Tom returns to  his home in Indiana, where his daughter Sarah (Heidi Hayes) sets a place for him at the dinner table.

Yes, this is a good action movie. In addition to Jack’s tussle at school, there are three gunfights, and Tom wins two. He loses the second one, involving Carl, but Jack saves the day with his friendly shotgun. And that’s a bit much. On three separate occasions Tom turns the tables against overwhelming odds and receives minor injuries. This kind of stuff is legendary, for a reason. It does not happen in real life.

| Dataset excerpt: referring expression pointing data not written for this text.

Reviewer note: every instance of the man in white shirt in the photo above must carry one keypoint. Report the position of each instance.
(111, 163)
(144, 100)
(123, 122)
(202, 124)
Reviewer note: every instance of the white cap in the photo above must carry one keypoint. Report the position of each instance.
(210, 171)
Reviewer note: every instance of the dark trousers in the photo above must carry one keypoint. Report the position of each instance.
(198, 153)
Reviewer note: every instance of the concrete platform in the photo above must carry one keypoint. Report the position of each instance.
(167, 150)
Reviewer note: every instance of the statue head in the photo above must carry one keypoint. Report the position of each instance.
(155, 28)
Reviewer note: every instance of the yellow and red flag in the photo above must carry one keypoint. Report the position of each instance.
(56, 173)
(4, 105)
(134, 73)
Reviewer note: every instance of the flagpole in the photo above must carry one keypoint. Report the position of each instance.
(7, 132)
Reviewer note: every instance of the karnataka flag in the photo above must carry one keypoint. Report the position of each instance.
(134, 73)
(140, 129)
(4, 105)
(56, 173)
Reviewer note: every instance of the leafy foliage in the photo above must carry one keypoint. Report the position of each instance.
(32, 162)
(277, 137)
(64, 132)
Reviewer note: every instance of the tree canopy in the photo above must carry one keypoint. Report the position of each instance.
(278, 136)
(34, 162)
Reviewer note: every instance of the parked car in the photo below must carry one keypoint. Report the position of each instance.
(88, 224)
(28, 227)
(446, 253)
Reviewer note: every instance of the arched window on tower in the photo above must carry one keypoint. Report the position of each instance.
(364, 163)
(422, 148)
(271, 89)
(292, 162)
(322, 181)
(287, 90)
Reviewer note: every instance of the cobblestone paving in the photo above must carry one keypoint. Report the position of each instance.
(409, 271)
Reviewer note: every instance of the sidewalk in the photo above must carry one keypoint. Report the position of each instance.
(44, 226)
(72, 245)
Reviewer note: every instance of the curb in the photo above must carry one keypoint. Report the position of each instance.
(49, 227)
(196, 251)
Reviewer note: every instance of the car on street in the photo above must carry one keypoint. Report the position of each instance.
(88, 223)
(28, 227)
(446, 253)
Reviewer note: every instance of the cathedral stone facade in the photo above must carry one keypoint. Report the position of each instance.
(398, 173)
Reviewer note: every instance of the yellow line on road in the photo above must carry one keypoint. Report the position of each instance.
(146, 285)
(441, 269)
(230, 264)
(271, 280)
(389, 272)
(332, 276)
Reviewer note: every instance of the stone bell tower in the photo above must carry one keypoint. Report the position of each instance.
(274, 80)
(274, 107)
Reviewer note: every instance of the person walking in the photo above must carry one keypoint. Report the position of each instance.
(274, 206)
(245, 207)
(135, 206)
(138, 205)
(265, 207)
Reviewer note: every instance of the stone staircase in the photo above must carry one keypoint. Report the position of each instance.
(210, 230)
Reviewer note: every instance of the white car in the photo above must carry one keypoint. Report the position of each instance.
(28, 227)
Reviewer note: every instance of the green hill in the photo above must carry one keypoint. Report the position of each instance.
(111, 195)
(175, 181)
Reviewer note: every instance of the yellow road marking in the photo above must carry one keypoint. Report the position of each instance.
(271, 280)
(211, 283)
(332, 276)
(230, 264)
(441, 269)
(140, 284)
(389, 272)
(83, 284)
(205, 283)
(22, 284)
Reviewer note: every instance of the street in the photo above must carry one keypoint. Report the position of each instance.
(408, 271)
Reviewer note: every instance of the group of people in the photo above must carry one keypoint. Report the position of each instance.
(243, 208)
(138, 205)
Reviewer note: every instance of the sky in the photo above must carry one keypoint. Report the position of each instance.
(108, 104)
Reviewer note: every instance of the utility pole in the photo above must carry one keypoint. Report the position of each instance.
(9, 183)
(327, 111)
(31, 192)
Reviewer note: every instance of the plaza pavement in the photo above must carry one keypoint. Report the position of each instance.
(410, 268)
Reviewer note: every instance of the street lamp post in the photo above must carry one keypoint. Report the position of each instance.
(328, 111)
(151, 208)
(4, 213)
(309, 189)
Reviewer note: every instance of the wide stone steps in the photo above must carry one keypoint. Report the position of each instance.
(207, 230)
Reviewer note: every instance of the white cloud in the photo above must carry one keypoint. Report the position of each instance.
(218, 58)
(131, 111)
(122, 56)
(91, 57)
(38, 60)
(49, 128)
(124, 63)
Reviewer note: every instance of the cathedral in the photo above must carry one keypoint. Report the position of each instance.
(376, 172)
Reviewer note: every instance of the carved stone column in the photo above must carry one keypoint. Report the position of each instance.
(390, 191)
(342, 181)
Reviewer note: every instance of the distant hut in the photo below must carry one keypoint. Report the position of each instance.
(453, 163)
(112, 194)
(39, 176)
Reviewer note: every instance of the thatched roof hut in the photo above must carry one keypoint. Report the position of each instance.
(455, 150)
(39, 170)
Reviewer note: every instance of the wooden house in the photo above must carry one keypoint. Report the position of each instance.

The opening scene is puzzling, as well. Leland and Billy have obviously spent the night in the hotel. Billy waits outside while Leland goes inside, presumably to rob and kill the manager. He kills the maid, as well. We hear no gunshots. His pistol does not have a silencer. We later learn he has a knife (in the diner). He must have knifed the two. That way other motel tenants don’t become curious. But Billy shoots the little girl with his pistol, making a lot of noise. Apparently they drive away unmolested.

There are any number of ways Leland and Billy could have been caught off guard by random people coming and going. Presumably they kill all witnesses, but why. They leave a trail of identity as they make their way cross-country. So, why kill witnesses? Makes for extra drama.

William Hurt appeared in a number of interesting productions, but I have only seen The Accidental Tourist, where he plays a travel writer with a dysfunctional family. Haven’t been able to catch this on the tube.

We remember Ed Harris from a number of notable works. He was John Glenn in The Right Stuff, Kristof in The Truman Show, and the German sniper in Enemy at the Gates.